Note that the IDs reference the position of each attribute.  Thus, all attributes associated with ID 1 relate to “Peggy Wotring”.


<table width="100%" bgcolor="#FFFFFF"><tr><td></td><td></td><td></td><td></td><td></td></tr><tr>
    <td>       
        <table border="1" bgcolor="#FFFFFF">
            <td colspan=2><b>First Name</b></td>
            <tr><td>1</td><td>Peggy</td></tr>
            <tr><td>2</td><td>Cleo</td></tr>
            <tr><td>3</td><td>Malisa</td></tr>
            <tr><td>4</td><td>Rosemarie</td></tr>
            <tr><td>5</td><td>Dewey</td></tr>
        </table>
    </td>
    <td>
        <table>
            <td colspan=2><b>Last Name</b></td>
            <tr><td>1</td><td>Wotring</td></tr>
            <tr><td>2</td><td>Holliman</td></tr>
            <tr><td>3</td><td>Ide</td></tr>
            <tr><td>4</td><td>Vigo</td></tr>
            <tr><td>5</td><td>Fenton</td></tr>
        </table>
    </td>
    <td>
        <table>
            <td colspan=2><b>Gender</b></td>
            <tr><td>1</td><td>F</td></tr>
            <tr><td>2</td><td>M</td></tr>
            <tr><td>3</td><td>F</td></tr>
            <tr><td>4</td><td>F</td></tr>
            <tr><td>5</td><td>M</td></tr>
        </table>
    </td>
    <td>
        <table>
            <td colspan=2><b>Job Title</b></td>
            <tr><td>1</td><td>Manager</td></tr>
            <tr><td>2</td><td>Manager</td></tr>
            <tr><td>3</td><td>Engineer</td></tr>
            <tr><td>4</td><td>Manager</td></tr>
            <tr><td>5</td><td>Manager</td></tr>
        </table>
    </td>
    <td>
        <table>
            <td colspan=2><b>Department</b></td>
            <tr><td>1</td><td>Marketing</td></tr>
            <tr><td>2</td><td>Finance</td></tr>
            <tr><td>3</td><td>IT</td></tr>
            <tr><td>4</td><td>Marketing</td></tr>
            <tr><td>5</td><td>Finance</td></tr>
        </table>
    </td>
    <td>    
    </tr>
</table>

## Compression

Notice how much duplication there is within each column.  In our example, we can observe that there seem to be a small set of distinct values for Gender, Job Title and Department.  Imagine storing millions of people in our datastore.  The department partition will contain millions of entries with either ‘Marketing’, ‘IT’ or ‘Finance’.  We can use a compression strategy to reduce the storage required by a partition that has a lot of duplicate entries.  One such compression algorithm is **bitmap encoding**.  Consider the following column contents for Department with 10 entries.

| Position | Department |
|---|-----------|
| 1 | Marketing |
| 2 | Marketing |
| 3 | Marketing |
| 4 | IT |
| 5 | Marketing |
| 6 | Finance |
| 7 | Finance |
| 8 | Marketing |
| 9 | IT |
| 10 | IT |

We can encode the position of each distinct value of the department attribute as follows.
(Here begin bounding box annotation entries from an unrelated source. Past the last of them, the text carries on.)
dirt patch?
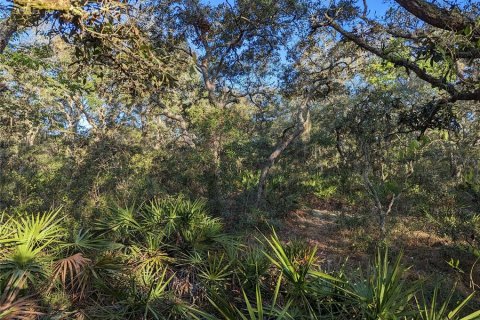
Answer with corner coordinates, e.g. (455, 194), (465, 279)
(278, 208), (480, 303)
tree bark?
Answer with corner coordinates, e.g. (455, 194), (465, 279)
(256, 98), (309, 207)
(0, 16), (19, 54)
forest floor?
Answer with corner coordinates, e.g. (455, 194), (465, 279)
(278, 199), (480, 307)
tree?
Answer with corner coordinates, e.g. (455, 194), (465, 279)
(312, 0), (480, 134)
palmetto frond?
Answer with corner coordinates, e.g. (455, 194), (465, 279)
(13, 210), (65, 248)
(0, 279), (42, 320)
(52, 253), (92, 299)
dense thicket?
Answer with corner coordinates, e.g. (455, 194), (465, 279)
(0, 0), (480, 319)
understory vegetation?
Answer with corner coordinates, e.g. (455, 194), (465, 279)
(0, 0), (480, 320)
(0, 197), (480, 320)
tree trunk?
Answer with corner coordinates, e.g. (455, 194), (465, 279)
(0, 14), (18, 54)
(256, 99), (309, 207)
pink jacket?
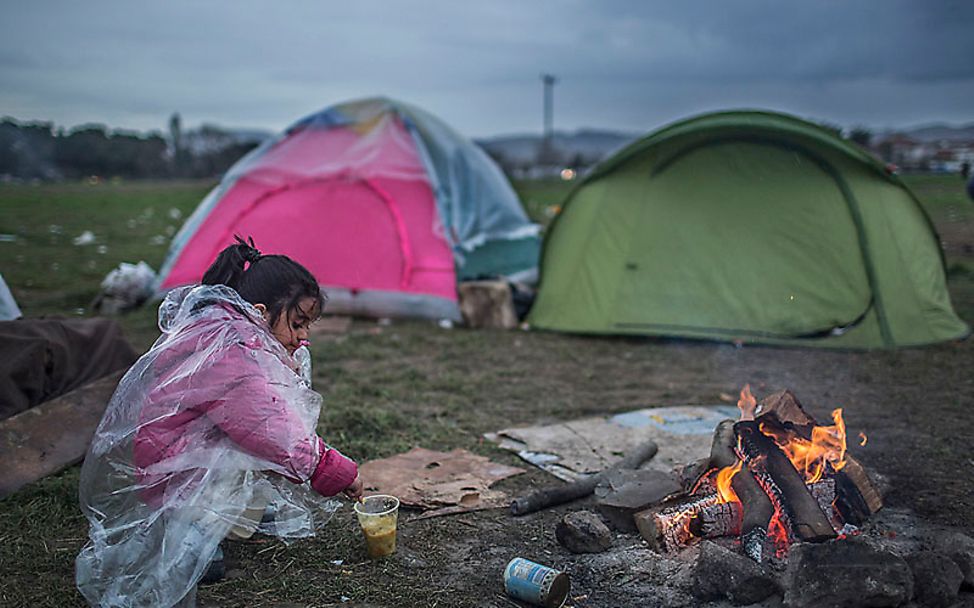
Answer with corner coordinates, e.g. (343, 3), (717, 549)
(133, 304), (358, 505)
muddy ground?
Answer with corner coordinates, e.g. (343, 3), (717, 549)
(0, 177), (974, 608)
(194, 325), (974, 606)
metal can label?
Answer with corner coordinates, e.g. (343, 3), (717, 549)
(504, 557), (568, 608)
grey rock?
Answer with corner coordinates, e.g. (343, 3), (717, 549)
(933, 530), (974, 587)
(693, 541), (781, 606)
(906, 551), (964, 608)
(595, 469), (683, 534)
(784, 538), (913, 608)
(555, 511), (612, 553)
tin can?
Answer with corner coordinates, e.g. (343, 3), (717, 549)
(504, 557), (571, 608)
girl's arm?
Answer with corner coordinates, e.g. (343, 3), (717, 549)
(206, 345), (358, 496)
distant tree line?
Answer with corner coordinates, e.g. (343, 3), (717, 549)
(0, 116), (257, 180)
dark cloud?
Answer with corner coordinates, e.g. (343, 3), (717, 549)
(0, 0), (974, 136)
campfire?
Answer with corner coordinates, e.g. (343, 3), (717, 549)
(635, 386), (882, 562)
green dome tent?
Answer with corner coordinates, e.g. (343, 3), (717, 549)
(529, 111), (970, 349)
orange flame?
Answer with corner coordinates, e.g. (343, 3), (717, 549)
(737, 384), (758, 420)
(717, 460), (744, 504)
(768, 510), (791, 558)
(760, 409), (846, 484)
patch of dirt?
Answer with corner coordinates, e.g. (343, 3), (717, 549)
(201, 324), (974, 607)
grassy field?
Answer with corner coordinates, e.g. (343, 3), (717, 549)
(0, 176), (974, 608)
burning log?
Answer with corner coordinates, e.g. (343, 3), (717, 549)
(691, 420), (774, 561)
(807, 478), (842, 530)
(633, 494), (720, 553)
(755, 390), (818, 439)
(835, 454), (883, 526)
(734, 421), (835, 542)
(511, 441), (659, 515)
(687, 502), (744, 538)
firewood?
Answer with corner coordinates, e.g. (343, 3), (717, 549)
(835, 454), (883, 526)
(633, 494), (720, 553)
(806, 477), (842, 530)
(755, 390), (818, 440)
(710, 420), (774, 561)
(511, 441), (659, 515)
(734, 421), (835, 541)
(687, 502), (742, 538)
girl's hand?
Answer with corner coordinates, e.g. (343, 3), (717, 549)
(342, 475), (365, 500)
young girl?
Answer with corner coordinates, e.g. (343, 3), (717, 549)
(76, 237), (362, 608)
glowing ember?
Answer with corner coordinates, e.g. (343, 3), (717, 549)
(760, 408), (846, 484)
(737, 384), (758, 421)
(717, 460), (744, 503)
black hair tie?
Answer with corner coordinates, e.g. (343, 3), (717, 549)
(233, 234), (262, 264)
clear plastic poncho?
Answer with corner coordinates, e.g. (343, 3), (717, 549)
(76, 286), (338, 608)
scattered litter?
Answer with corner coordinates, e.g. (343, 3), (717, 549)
(0, 274), (22, 324)
(360, 448), (524, 517)
(504, 557), (571, 606)
(484, 405), (740, 481)
(91, 262), (156, 314)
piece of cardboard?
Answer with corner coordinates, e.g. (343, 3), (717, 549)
(359, 448), (524, 512)
(485, 405), (740, 481)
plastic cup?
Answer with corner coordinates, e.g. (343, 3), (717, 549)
(355, 494), (399, 559)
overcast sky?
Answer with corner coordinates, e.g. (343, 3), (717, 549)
(0, 0), (974, 137)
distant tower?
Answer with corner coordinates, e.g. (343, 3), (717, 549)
(169, 112), (183, 175)
(538, 74), (558, 165)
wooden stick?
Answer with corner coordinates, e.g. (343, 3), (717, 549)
(511, 441), (659, 515)
(687, 502), (742, 538)
(734, 421), (835, 541)
(633, 494), (720, 553)
(710, 420), (774, 548)
(835, 454), (883, 526)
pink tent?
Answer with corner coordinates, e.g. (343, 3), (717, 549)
(159, 100), (535, 318)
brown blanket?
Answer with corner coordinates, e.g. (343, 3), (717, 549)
(0, 317), (137, 419)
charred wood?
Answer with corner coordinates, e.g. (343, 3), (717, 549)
(687, 502), (742, 538)
(511, 441), (659, 515)
(710, 420), (774, 543)
(633, 494), (720, 553)
(755, 390), (818, 440)
(835, 454), (883, 526)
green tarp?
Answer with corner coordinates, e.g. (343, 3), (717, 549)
(529, 111), (969, 348)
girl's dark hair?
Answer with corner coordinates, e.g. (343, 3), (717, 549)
(202, 236), (325, 326)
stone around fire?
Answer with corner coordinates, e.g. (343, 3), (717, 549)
(906, 551), (964, 608)
(784, 538), (913, 608)
(693, 541), (781, 606)
(555, 511), (612, 553)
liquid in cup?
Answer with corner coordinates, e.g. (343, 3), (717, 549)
(355, 494), (399, 558)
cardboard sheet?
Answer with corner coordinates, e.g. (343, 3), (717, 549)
(359, 448), (524, 512)
(485, 405), (740, 481)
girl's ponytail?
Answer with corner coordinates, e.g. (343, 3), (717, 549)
(201, 235), (260, 289)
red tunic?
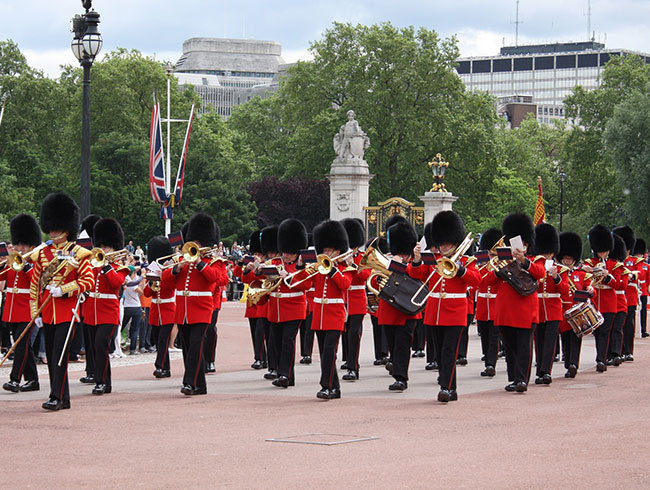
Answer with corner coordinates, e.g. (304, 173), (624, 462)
(0, 267), (32, 323)
(144, 269), (176, 327)
(409, 254), (481, 326)
(171, 258), (228, 325)
(82, 266), (129, 325)
(537, 272), (569, 323)
(485, 255), (546, 328)
(29, 242), (95, 325)
(311, 264), (353, 331)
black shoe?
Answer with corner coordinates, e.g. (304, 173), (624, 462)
(264, 369), (278, 379)
(438, 390), (451, 403)
(2, 381), (20, 393)
(271, 376), (289, 388)
(481, 366), (497, 378)
(20, 379), (41, 391)
(388, 381), (406, 391)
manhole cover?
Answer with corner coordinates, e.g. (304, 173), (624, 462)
(266, 433), (379, 446)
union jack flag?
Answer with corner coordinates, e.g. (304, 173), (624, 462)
(149, 102), (168, 205)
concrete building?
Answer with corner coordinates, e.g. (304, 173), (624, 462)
(457, 41), (650, 123)
(174, 37), (284, 119)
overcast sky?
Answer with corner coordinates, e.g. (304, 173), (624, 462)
(0, 0), (650, 77)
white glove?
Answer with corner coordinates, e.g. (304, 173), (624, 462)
(46, 285), (63, 298)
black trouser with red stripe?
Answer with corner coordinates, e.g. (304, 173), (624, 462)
(382, 319), (415, 382)
(499, 324), (535, 383)
(271, 320), (304, 384)
(90, 324), (117, 386)
(535, 320), (560, 377)
(154, 323), (174, 371)
(600, 311), (627, 359)
(476, 320), (499, 367)
(178, 323), (208, 388)
(316, 330), (340, 390)
(248, 318), (266, 362)
(433, 325), (467, 390)
(623, 305), (636, 355)
(43, 322), (74, 402)
(343, 315), (363, 372)
(7, 322), (38, 383)
(203, 308), (219, 364)
(560, 330), (582, 369)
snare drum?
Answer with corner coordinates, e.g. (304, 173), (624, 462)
(564, 303), (605, 337)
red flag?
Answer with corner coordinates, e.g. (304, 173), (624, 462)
(533, 176), (546, 226)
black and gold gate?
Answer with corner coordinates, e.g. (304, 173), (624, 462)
(364, 197), (424, 240)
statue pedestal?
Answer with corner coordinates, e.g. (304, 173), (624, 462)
(420, 192), (458, 223)
(327, 158), (374, 221)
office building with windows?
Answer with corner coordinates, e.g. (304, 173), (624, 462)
(457, 41), (650, 123)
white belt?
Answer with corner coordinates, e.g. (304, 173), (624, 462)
(269, 293), (305, 298)
(151, 298), (176, 305)
(314, 298), (345, 305)
(88, 293), (117, 299)
(478, 293), (497, 299)
(429, 293), (467, 299)
(176, 289), (214, 296)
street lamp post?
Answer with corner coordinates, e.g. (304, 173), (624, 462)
(71, 0), (102, 218)
(558, 170), (566, 231)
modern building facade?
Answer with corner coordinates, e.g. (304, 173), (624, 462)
(457, 41), (650, 123)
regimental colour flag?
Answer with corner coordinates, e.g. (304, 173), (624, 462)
(533, 175), (546, 226)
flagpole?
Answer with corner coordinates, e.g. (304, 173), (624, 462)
(165, 63), (172, 236)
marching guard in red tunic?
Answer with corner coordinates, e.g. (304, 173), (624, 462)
(84, 218), (130, 395)
(485, 213), (546, 393)
(535, 223), (569, 385)
(0, 214), (41, 393)
(409, 211), (481, 403)
(30, 192), (95, 411)
(171, 213), (228, 395)
(143, 236), (176, 378)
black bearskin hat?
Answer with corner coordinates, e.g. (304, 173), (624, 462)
(9, 214), (41, 247)
(260, 225), (278, 254)
(41, 192), (80, 242)
(386, 220), (418, 255)
(278, 218), (307, 254)
(609, 234), (627, 262)
(557, 231), (582, 264)
(479, 228), (503, 250)
(79, 214), (102, 239)
(147, 236), (174, 264)
(341, 218), (366, 248)
(501, 213), (535, 250)
(183, 212), (221, 247)
(612, 225), (636, 250)
(632, 238), (648, 255)
(93, 218), (124, 250)
(431, 211), (467, 247)
(534, 223), (560, 256)
(248, 230), (262, 254)
(587, 225), (614, 254)
(312, 220), (350, 254)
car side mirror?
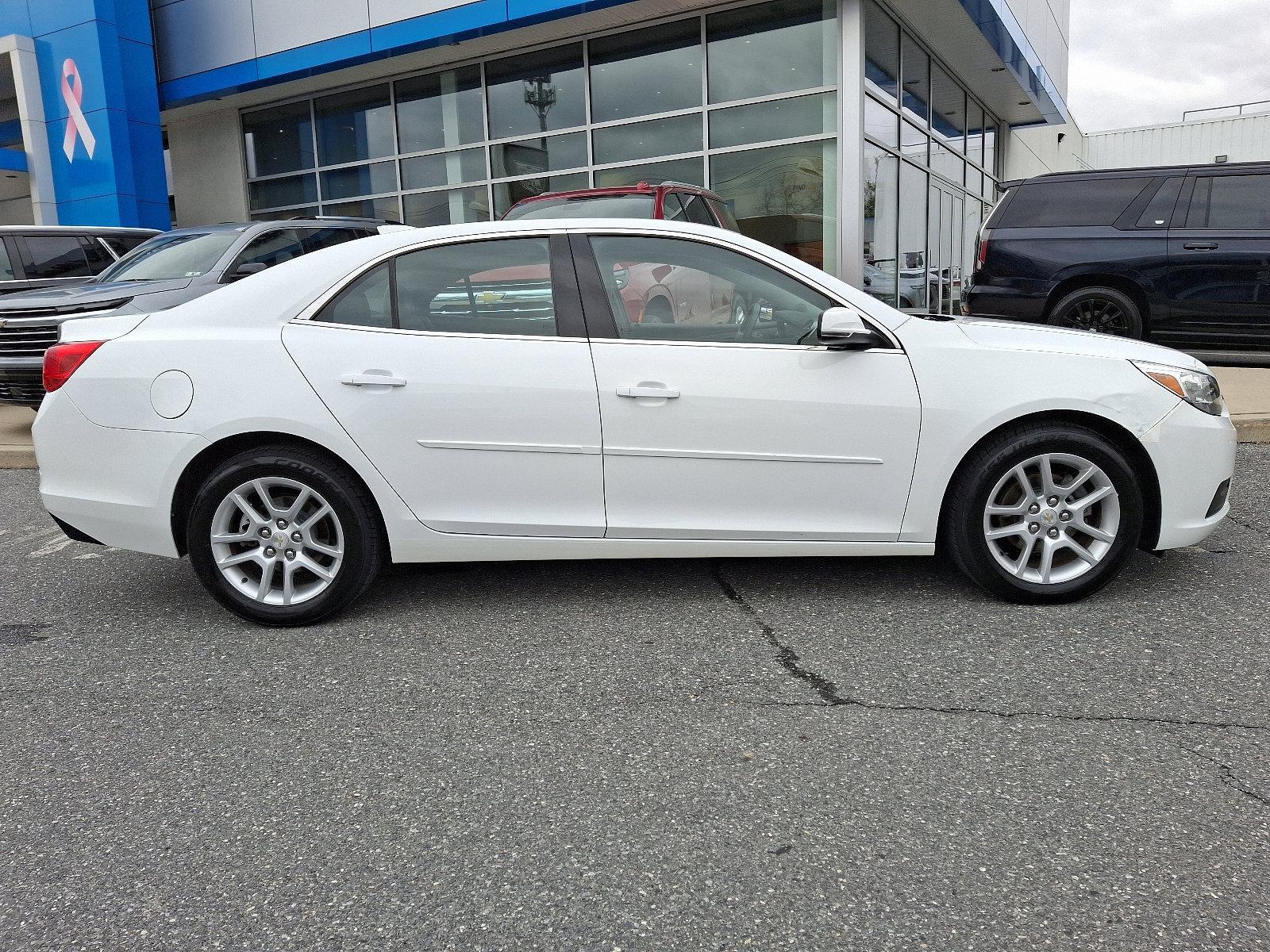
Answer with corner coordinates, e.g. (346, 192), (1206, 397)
(815, 307), (880, 351)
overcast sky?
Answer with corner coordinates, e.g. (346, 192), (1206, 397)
(1067, 0), (1270, 132)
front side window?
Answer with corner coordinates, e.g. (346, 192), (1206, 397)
(591, 235), (834, 345)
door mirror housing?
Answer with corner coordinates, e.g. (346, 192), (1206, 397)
(817, 307), (881, 351)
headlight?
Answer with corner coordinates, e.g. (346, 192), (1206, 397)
(1132, 360), (1226, 416)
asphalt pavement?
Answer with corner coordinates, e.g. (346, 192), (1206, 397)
(0, 457), (1270, 952)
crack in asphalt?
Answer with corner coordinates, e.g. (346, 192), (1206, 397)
(711, 562), (1270, 736)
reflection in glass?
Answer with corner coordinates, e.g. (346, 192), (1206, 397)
(865, 0), (899, 102)
(588, 21), (701, 121)
(402, 148), (485, 189)
(396, 66), (485, 152)
(864, 142), (912, 307)
(314, 84), (395, 165)
(899, 163), (926, 309)
(494, 171), (587, 218)
(321, 163), (398, 199)
(491, 132), (587, 179)
(402, 186), (489, 228)
(243, 102), (314, 179)
(594, 113), (701, 165)
(902, 33), (931, 122)
(710, 140), (838, 273)
(710, 93), (838, 148)
(485, 43), (587, 138)
(706, 0), (838, 103)
(595, 159), (706, 188)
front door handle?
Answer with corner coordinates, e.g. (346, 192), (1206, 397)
(618, 387), (679, 400)
(339, 373), (405, 387)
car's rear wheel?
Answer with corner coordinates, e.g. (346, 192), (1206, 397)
(1049, 288), (1143, 340)
(187, 447), (383, 624)
(942, 425), (1143, 603)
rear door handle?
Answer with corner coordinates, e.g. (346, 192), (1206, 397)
(339, 373), (405, 387)
(618, 387), (679, 400)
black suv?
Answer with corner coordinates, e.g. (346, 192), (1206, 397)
(963, 163), (1270, 351)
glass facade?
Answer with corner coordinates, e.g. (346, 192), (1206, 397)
(862, 0), (999, 313)
(243, 0), (997, 294)
(243, 0), (838, 271)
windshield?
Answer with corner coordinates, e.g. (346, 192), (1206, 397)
(97, 231), (239, 283)
(506, 194), (652, 221)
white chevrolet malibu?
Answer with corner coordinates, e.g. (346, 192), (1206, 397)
(34, 220), (1234, 624)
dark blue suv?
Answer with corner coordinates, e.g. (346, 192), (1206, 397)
(963, 163), (1270, 351)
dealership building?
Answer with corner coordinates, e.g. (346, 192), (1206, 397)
(0, 0), (1069, 311)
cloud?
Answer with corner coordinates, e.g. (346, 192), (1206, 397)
(1067, 0), (1270, 132)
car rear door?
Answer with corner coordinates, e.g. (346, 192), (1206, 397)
(283, 235), (605, 538)
(1164, 170), (1270, 347)
(573, 231), (921, 541)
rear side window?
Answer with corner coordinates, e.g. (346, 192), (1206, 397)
(1186, 175), (1270, 231)
(23, 235), (93, 281)
(997, 178), (1153, 228)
![ColumnOreientedColumnEncoding.png](attachment:ColumnOreientedColumnEncoding.png)

We encode a 1 when the value appears in a position otherwise we encode a 0.  Notice the “Marketing” value is associated with position 1, 2, 3, 5, and 8.  We place a 1 in those positions and 0 in the others.  We can further compress this information by noting the consecutive ones and zeros as follows:

| Attribute Value | Encoding | Sequence |
|-------|-------|--------|
| Marketing | 0,3,1,1,2,1,2 | 0 zeros, 3 ones, 1 zero, 1 one, 2 zeros, 1 one, 2 zeros |
| IT | 3,1,4,2 | 3 zeros, 1 one, 4 zeros, 2 ones |
| Finance | 5,2,3 | 5 zeros, 2 ones, 3 zeros |

Notice that the 10 records are compressed to 3 entries.  We can do the same when dealing with millions of records.  That is, we can reduce the millions of entries down to 3 entries of consecutive 1’s and 0’s.  Imaging how much disk accessing would be saved by a query asking for this data using this scheme rather than reading through millions of uncompressed records.  Compression allows column-oriented databases to achieve high performance for column-oriented analytics queries when storing millions or even billions of records.  A relational database would need to retrieve all of the records in the table to answer the same query.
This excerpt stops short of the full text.